State aid: Spain needs to recover around €167 million of incompatible aid from postal operator Correos
The European Commission has found that Correos, the publicly-owned Spanish postal operator, was overcompensated for the delivery of its universal postal service obligation between 2004 and 2010, and also benefited from incompatible tax exemptions.
Spain now has to recover around €167 million from Correos.
Spain has entrusted Correos with the universal postal service obligation, which consists of the delivery of basic postal services throughout the country at affordable prices and at certain minimum requirements, for example the number of deliveries per week.
On 11 February 2016, the European Commission opened an in-depth investigation to examine whether a number of State support measures granted to Correos as compensation for carrying out this public service obligation were in line with EU State aid rules.
The Commission examined the support measures under EU State aid rules on public service compensation, adopted in 2011. According to the rules, Member States can grant State aid to companies to compensate them for the extra cost of providing a public service, subject to certain criteria. In particular, this requires that companies entrusted with such services are not overcompensated. Avoidance of overcompensation minimises distortions of competition and guarantees an efficient use of public resources.
The Commission's assessment showed that:
-Correos was overcompensated by approximately €166 million for providing universal postal service in Spain during the period 2004-2010.
-Specific tax exemptions granted since 2004 to Correos gave it an undue advantage amounting to approximately to €0.9 million in total.
The Commission therefore concluded that the aid granted through these two measures was incompatible with the internal market and ordered Spain to recover the undue amounts from Correos.

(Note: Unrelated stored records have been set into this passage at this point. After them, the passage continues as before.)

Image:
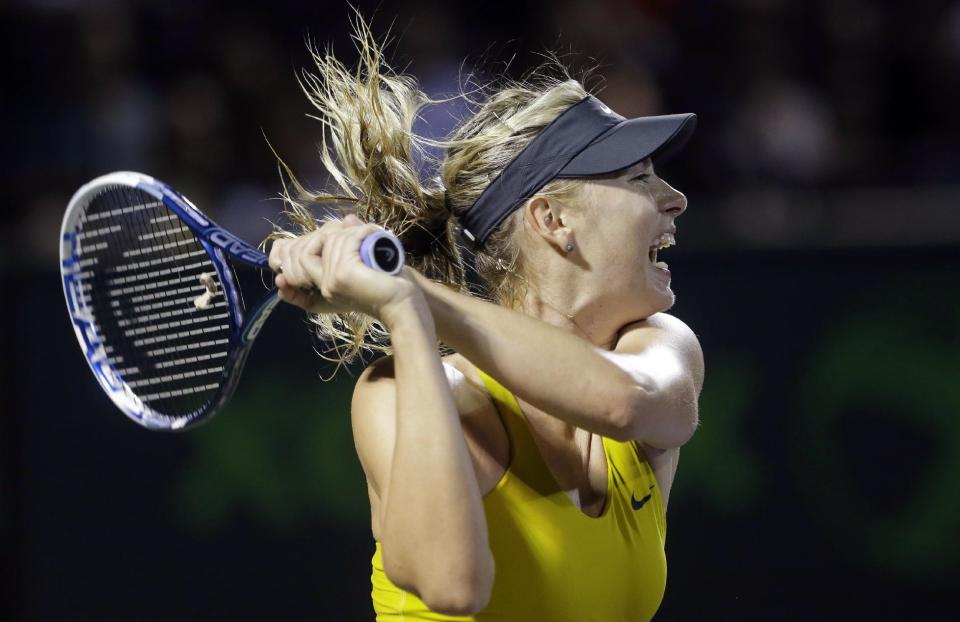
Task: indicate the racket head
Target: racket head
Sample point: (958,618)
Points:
(154,305)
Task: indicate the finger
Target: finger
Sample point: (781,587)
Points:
(274,259)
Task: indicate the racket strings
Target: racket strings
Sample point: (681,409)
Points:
(157,301)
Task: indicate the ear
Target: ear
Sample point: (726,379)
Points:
(545,219)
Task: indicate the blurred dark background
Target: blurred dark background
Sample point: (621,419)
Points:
(817,263)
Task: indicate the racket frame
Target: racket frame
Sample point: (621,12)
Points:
(219,244)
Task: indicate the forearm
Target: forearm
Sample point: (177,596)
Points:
(546,366)
(433,520)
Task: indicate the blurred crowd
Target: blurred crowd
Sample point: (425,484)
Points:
(795,98)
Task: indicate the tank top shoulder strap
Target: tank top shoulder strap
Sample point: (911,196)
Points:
(526,462)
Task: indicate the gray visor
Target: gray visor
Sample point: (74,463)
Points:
(585,140)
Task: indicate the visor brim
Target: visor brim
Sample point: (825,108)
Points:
(630,142)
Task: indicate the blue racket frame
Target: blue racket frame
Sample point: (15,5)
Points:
(219,244)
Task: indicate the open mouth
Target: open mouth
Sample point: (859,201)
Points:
(666,240)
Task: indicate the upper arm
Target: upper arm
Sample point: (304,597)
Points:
(664,357)
(373,416)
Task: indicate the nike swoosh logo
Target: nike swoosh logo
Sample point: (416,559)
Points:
(636,505)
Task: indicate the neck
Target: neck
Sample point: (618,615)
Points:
(567,314)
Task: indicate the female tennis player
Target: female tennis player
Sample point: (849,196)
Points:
(526,475)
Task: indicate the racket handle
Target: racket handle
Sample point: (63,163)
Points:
(382,251)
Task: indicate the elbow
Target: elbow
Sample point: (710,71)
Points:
(658,422)
(450,591)
(464,593)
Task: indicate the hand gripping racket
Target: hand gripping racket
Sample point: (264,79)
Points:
(155,302)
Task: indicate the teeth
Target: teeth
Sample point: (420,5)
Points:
(664,241)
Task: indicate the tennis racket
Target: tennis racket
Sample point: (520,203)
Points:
(155,302)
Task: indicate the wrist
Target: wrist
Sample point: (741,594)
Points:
(409,308)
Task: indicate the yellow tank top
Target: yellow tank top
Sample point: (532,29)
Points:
(553,562)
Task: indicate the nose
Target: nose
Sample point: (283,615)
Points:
(671,200)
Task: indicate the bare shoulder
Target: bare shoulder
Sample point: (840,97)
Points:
(663,329)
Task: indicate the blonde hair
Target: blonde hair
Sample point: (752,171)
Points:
(368,146)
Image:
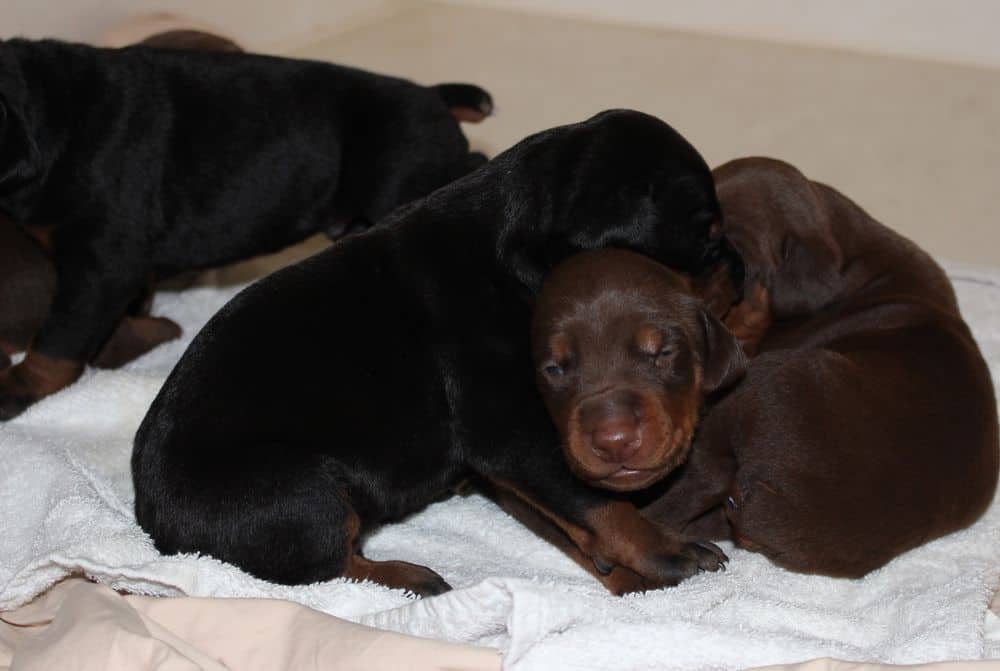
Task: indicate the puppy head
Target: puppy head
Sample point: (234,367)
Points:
(784,227)
(620,179)
(624,357)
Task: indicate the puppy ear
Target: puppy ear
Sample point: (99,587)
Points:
(724,362)
(467,102)
(808,277)
(18,151)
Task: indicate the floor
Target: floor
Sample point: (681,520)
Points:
(915,143)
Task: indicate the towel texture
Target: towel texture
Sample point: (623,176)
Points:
(67,508)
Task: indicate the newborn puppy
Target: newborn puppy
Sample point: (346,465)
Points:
(141,163)
(28,275)
(867,421)
(402,370)
(625,357)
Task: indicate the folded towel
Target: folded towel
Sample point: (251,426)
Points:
(67,508)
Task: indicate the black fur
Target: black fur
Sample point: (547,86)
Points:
(143,163)
(379,374)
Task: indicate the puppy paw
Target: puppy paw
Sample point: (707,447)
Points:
(15,395)
(690,558)
(431,585)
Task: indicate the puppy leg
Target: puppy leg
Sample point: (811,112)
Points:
(691,500)
(95,288)
(610,532)
(625,580)
(398,574)
(34,378)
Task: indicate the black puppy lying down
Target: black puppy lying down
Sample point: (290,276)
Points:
(138,163)
(358,386)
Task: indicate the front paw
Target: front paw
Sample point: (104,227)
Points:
(691,558)
(15,395)
(33,379)
(666,568)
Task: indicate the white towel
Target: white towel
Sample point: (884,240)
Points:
(67,508)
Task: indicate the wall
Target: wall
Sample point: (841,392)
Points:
(950,31)
(275,26)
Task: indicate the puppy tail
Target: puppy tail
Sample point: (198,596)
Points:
(467,102)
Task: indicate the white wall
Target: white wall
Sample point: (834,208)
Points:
(952,31)
(264,25)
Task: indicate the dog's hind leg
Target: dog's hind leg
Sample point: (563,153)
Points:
(399,574)
(95,288)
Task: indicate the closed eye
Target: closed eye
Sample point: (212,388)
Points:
(554,370)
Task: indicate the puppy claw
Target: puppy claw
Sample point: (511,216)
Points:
(432,586)
(708,555)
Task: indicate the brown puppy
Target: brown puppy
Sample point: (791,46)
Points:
(867,422)
(625,356)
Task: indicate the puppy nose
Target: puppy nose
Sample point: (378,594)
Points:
(616,440)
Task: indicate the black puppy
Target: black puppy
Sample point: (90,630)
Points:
(139,163)
(398,367)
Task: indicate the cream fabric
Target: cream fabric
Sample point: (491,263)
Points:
(82,625)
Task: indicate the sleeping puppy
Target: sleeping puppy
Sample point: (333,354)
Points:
(866,424)
(140,163)
(400,369)
(28,275)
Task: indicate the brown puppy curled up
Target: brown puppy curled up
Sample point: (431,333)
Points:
(866,423)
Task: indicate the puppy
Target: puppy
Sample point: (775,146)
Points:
(139,163)
(625,356)
(866,424)
(402,369)
(28,275)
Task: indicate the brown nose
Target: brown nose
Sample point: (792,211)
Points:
(616,439)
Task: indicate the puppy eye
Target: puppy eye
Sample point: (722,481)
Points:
(554,370)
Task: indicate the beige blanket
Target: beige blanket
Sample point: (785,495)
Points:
(83,625)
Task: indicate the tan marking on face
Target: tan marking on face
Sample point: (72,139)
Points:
(649,339)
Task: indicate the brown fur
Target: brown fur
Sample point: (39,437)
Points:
(867,422)
(625,356)
(29,280)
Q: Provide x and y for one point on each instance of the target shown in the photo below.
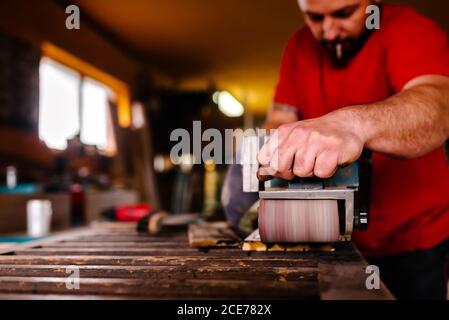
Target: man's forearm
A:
(407, 125)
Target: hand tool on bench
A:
(309, 210)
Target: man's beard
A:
(341, 51)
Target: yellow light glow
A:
(229, 105)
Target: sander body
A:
(309, 210)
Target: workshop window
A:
(71, 104)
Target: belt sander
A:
(309, 210)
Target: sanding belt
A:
(303, 221)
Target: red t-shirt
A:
(409, 198)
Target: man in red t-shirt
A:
(386, 90)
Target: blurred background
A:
(86, 115)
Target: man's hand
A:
(313, 147)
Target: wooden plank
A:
(166, 289)
(130, 244)
(214, 234)
(192, 262)
(163, 272)
(121, 252)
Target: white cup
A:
(39, 214)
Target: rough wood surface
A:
(114, 262)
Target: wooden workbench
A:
(115, 262)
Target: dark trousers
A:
(418, 275)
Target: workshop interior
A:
(130, 140)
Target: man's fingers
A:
(326, 164)
(305, 162)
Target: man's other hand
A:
(315, 147)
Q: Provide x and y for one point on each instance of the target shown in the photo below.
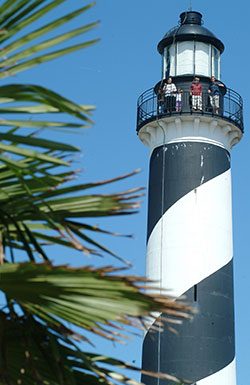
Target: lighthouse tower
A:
(189, 235)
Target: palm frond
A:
(59, 295)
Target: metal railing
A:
(152, 105)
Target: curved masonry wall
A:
(189, 252)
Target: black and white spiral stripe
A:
(189, 252)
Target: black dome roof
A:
(190, 28)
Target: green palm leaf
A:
(51, 357)
(62, 294)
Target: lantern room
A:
(190, 49)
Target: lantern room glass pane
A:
(202, 62)
(185, 58)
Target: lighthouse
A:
(190, 120)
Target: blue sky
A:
(111, 75)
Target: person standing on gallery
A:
(169, 90)
(214, 94)
(196, 94)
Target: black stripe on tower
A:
(178, 168)
(203, 345)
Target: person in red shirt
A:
(196, 93)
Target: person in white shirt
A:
(169, 89)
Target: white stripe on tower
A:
(189, 251)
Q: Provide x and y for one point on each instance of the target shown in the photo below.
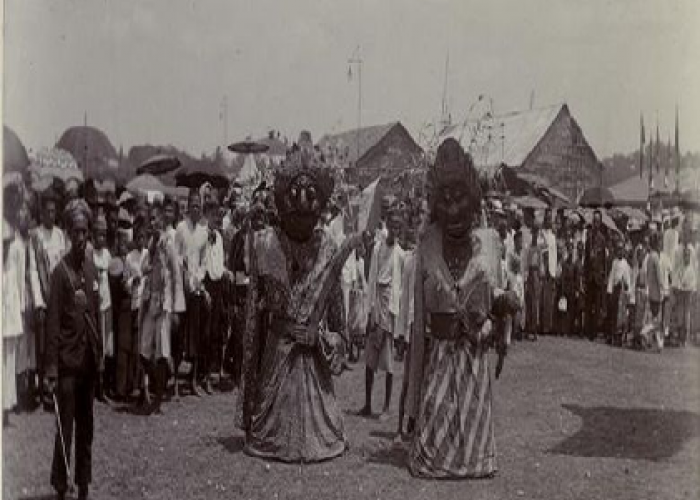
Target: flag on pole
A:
(370, 207)
(677, 155)
(657, 151)
(641, 145)
(668, 155)
(651, 162)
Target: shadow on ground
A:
(233, 444)
(633, 433)
(396, 456)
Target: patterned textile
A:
(287, 405)
(450, 379)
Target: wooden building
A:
(368, 152)
(540, 146)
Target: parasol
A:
(55, 162)
(145, 183)
(248, 147)
(196, 174)
(556, 197)
(159, 165)
(250, 173)
(370, 207)
(530, 202)
(596, 197)
(14, 154)
(631, 213)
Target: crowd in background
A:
(173, 279)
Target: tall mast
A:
(444, 112)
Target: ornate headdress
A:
(453, 165)
(304, 159)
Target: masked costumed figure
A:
(450, 385)
(294, 325)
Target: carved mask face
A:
(302, 207)
(454, 209)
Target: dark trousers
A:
(594, 308)
(196, 331)
(234, 346)
(213, 353)
(75, 394)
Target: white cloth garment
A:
(134, 263)
(50, 245)
(620, 273)
(214, 257)
(550, 244)
(190, 244)
(101, 259)
(671, 238)
(14, 288)
(385, 271)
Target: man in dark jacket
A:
(596, 276)
(74, 351)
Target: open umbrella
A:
(530, 202)
(55, 162)
(15, 156)
(596, 197)
(159, 165)
(197, 173)
(145, 183)
(248, 147)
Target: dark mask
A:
(301, 207)
(454, 210)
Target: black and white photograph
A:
(350, 249)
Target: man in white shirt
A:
(47, 245)
(383, 298)
(191, 236)
(215, 285)
(549, 249)
(618, 289)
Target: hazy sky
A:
(156, 71)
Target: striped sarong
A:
(455, 435)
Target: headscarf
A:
(304, 160)
(100, 223)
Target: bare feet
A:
(364, 412)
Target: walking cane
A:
(71, 487)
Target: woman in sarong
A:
(450, 376)
(292, 342)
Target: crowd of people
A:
(633, 286)
(139, 300)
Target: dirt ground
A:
(574, 420)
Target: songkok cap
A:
(497, 207)
(124, 218)
(76, 208)
(100, 223)
(634, 225)
(125, 198)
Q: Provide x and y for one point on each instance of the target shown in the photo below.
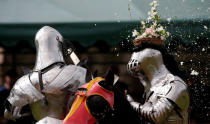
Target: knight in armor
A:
(49, 86)
(166, 94)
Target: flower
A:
(134, 33)
(169, 19)
(152, 27)
(193, 72)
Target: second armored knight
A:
(49, 85)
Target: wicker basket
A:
(157, 41)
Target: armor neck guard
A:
(49, 47)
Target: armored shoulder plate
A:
(24, 92)
(176, 91)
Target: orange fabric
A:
(79, 113)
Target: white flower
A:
(134, 33)
(142, 22)
(162, 38)
(193, 72)
(169, 19)
(160, 29)
(153, 8)
(155, 23)
(181, 63)
(149, 18)
(167, 33)
(205, 27)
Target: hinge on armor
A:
(40, 72)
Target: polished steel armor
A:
(167, 98)
(48, 43)
(58, 81)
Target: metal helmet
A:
(145, 60)
(48, 43)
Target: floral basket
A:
(151, 31)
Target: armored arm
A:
(165, 101)
(155, 112)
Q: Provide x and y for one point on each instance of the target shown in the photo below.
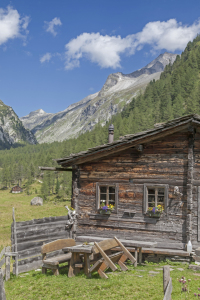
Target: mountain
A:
(118, 90)
(12, 131)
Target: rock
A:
(118, 90)
(37, 201)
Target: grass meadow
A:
(24, 211)
(137, 283)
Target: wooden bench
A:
(53, 262)
(108, 261)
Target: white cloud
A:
(46, 57)
(51, 25)
(12, 25)
(106, 50)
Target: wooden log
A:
(2, 290)
(53, 236)
(106, 258)
(136, 256)
(29, 267)
(126, 252)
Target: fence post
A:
(167, 283)
(15, 242)
(2, 290)
(7, 257)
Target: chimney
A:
(111, 133)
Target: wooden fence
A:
(28, 237)
(2, 290)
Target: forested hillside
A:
(177, 93)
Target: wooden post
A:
(135, 264)
(190, 184)
(7, 264)
(167, 286)
(2, 290)
(198, 213)
(15, 242)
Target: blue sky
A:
(55, 53)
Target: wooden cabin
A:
(160, 166)
(16, 189)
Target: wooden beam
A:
(198, 213)
(190, 184)
(55, 169)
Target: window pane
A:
(112, 197)
(161, 199)
(102, 196)
(111, 190)
(151, 191)
(161, 192)
(103, 189)
(151, 198)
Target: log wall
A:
(165, 161)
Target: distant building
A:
(16, 189)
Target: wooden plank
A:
(2, 289)
(126, 252)
(87, 264)
(198, 212)
(105, 245)
(29, 267)
(55, 169)
(34, 244)
(57, 245)
(168, 291)
(2, 252)
(125, 242)
(2, 262)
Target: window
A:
(155, 195)
(106, 194)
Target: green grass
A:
(133, 284)
(119, 285)
(24, 211)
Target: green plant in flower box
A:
(106, 209)
(155, 212)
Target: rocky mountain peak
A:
(118, 90)
(119, 81)
(12, 130)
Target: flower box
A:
(105, 211)
(157, 214)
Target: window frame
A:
(101, 184)
(153, 186)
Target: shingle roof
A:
(129, 139)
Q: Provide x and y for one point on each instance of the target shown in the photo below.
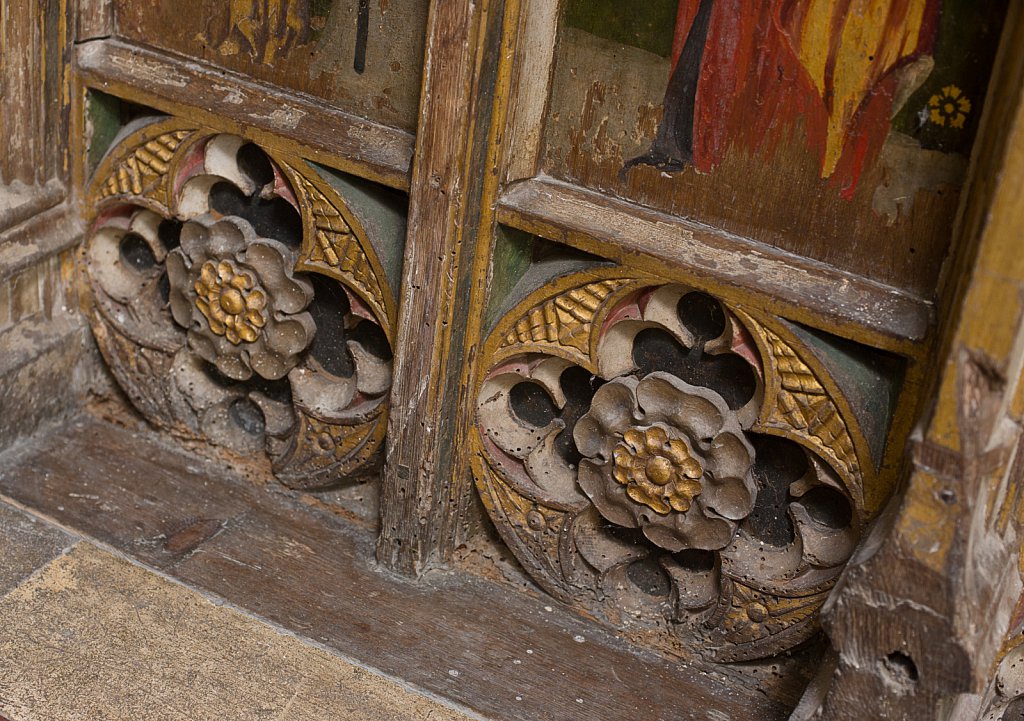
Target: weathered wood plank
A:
(94, 19)
(794, 287)
(93, 636)
(273, 117)
(920, 619)
(504, 654)
(427, 508)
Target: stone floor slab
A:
(92, 636)
(26, 545)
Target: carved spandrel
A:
(705, 480)
(196, 270)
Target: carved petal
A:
(271, 260)
(372, 374)
(692, 589)
(697, 411)
(323, 394)
(601, 549)
(611, 412)
(549, 471)
(284, 340)
(177, 276)
(610, 498)
(690, 531)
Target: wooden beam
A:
(920, 617)
(223, 99)
(427, 507)
(730, 266)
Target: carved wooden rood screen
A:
(563, 358)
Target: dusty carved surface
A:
(235, 297)
(683, 469)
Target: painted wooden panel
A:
(363, 55)
(837, 130)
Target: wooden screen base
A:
(503, 654)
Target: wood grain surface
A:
(503, 654)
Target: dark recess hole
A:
(827, 507)
(531, 404)
(900, 669)
(695, 560)
(647, 576)
(329, 310)
(702, 315)
(164, 287)
(248, 416)
(727, 374)
(777, 464)
(254, 163)
(272, 217)
(169, 232)
(372, 338)
(135, 252)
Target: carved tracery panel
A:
(237, 298)
(687, 469)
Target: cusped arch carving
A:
(237, 299)
(669, 461)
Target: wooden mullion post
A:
(919, 619)
(427, 507)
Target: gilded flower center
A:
(229, 300)
(657, 471)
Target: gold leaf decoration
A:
(756, 625)
(142, 171)
(335, 245)
(321, 452)
(564, 320)
(531, 531)
(803, 405)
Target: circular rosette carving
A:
(212, 319)
(668, 458)
(642, 484)
(239, 298)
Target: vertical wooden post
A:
(920, 616)
(425, 505)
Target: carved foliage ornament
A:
(649, 456)
(226, 311)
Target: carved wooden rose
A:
(240, 299)
(668, 458)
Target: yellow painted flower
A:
(948, 108)
(656, 470)
(231, 304)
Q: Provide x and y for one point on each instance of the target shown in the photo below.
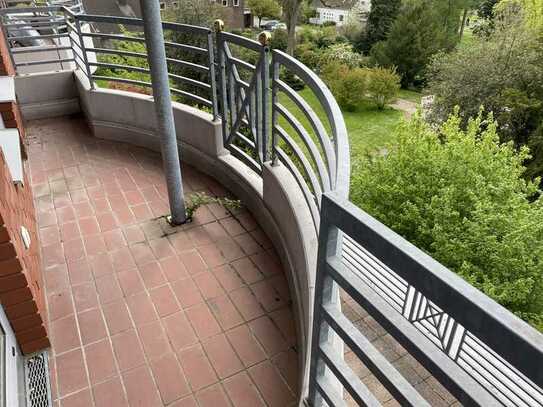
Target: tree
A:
(291, 12)
(503, 73)
(264, 8)
(383, 85)
(194, 12)
(420, 31)
(460, 196)
(380, 20)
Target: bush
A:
(279, 39)
(341, 54)
(291, 79)
(383, 85)
(503, 73)
(461, 196)
(347, 85)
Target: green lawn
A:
(369, 129)
(411, 95)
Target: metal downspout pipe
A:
(156, 56)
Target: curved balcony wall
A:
(274, 198)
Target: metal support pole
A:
(156, 56)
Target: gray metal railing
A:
(479, 351)
(240, 92)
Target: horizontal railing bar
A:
(358, 390)
(186, 47)
(315, 122)
(192, 96)
(391, 379)
(243, 138)
(325, 390)
(363, 265)
(94, 18)
(457, 381)
(378, 266)
(123, 80)
(116, 52)
(244, 157)
(308, 195)
(38, 37)
(72, 27)
(187, 28)
(306, 165)
(507, 335)
(44, 62)
(380, 290)
(29, 50)
(25, 10)
(341, 174)
(241, 63)
(308, 142)
(188, 64)
(118, 66)
(239, 40)
(191, 81)
(35, 19)
(113, 37)
(34, 24)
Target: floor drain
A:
(38, 388)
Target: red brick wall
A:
(21, 292)
(6, 67)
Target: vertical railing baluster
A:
(213, 79)
(265, 72)
(275, 78)
(219, 25)
(83, 50)
(326, 294)
(8, 43)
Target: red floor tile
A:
(110, 393)
(197, 368)
(170, 380)
(128, 350)
(185, 320)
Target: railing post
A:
(218, 27)
(326, 293)
(212, 77)
(83, 49)
(275, 77)
(8, 44)
(264, 39)
(156, 56)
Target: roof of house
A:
(335, 4)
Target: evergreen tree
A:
(380, 19)
(421, 29)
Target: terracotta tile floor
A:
(141, 314)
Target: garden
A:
(460, 178)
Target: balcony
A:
(298, 298)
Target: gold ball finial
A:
(264, 38)
(218, 25)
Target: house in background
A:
(235, 15)
(339, 11)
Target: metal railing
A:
(240, 92)
(479, 351)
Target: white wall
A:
(13, 361)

During its in-depth investigation, the Commission also assessed two other support measures and found that:
-Capital injections granted to Correos between 2004 and 2006 were made on terms that a private player operating under market conditions would have accepted, in compliance with the market economy investor principle (MEIP). The Commission therefore concluded that this measure does not constitute State aid within the meaning of EU rules.
-Compensation granted to Correos since 2004 for the delivery of electoral material predates the accession of Spain to the EU. The Commission therefore concluded that this measure constitutes existing aid which does not need to be recovered.
Correos is the largest provider of postal services in Spain, including universal services, courier services and other services related to postal services and associated activities, such as money transfer operations. Correos is a wholly State-owned company and has been entrusted with the delivery of the universal postal service since 1998.
The Spanish postal service market has been fully liberalised since 2011 in accordance with the Postal Directive, and Correos operates in full competition with other relevant postal service providers.
The Commission received two complaints alleging that Correos had benefitted from several illegal and incompatible State aid measures.
As a matter of principle, EU State aid rules require that incompatible state aid is recovered in order to remove the distortion of competition created by the aid. There are no fines under EU State aid rules and recovery does not penalise the company in question. It simply restores equal treatment with other companies
The non-confidential version of the decision will be made available under the case number SA.37977 in the State Aid Register on the Commission's competition website once any confidentiality issues have been resolved. New publications of State aid decisions on the internet and in the Official Journal are listed in the State Aid Weekly e-News.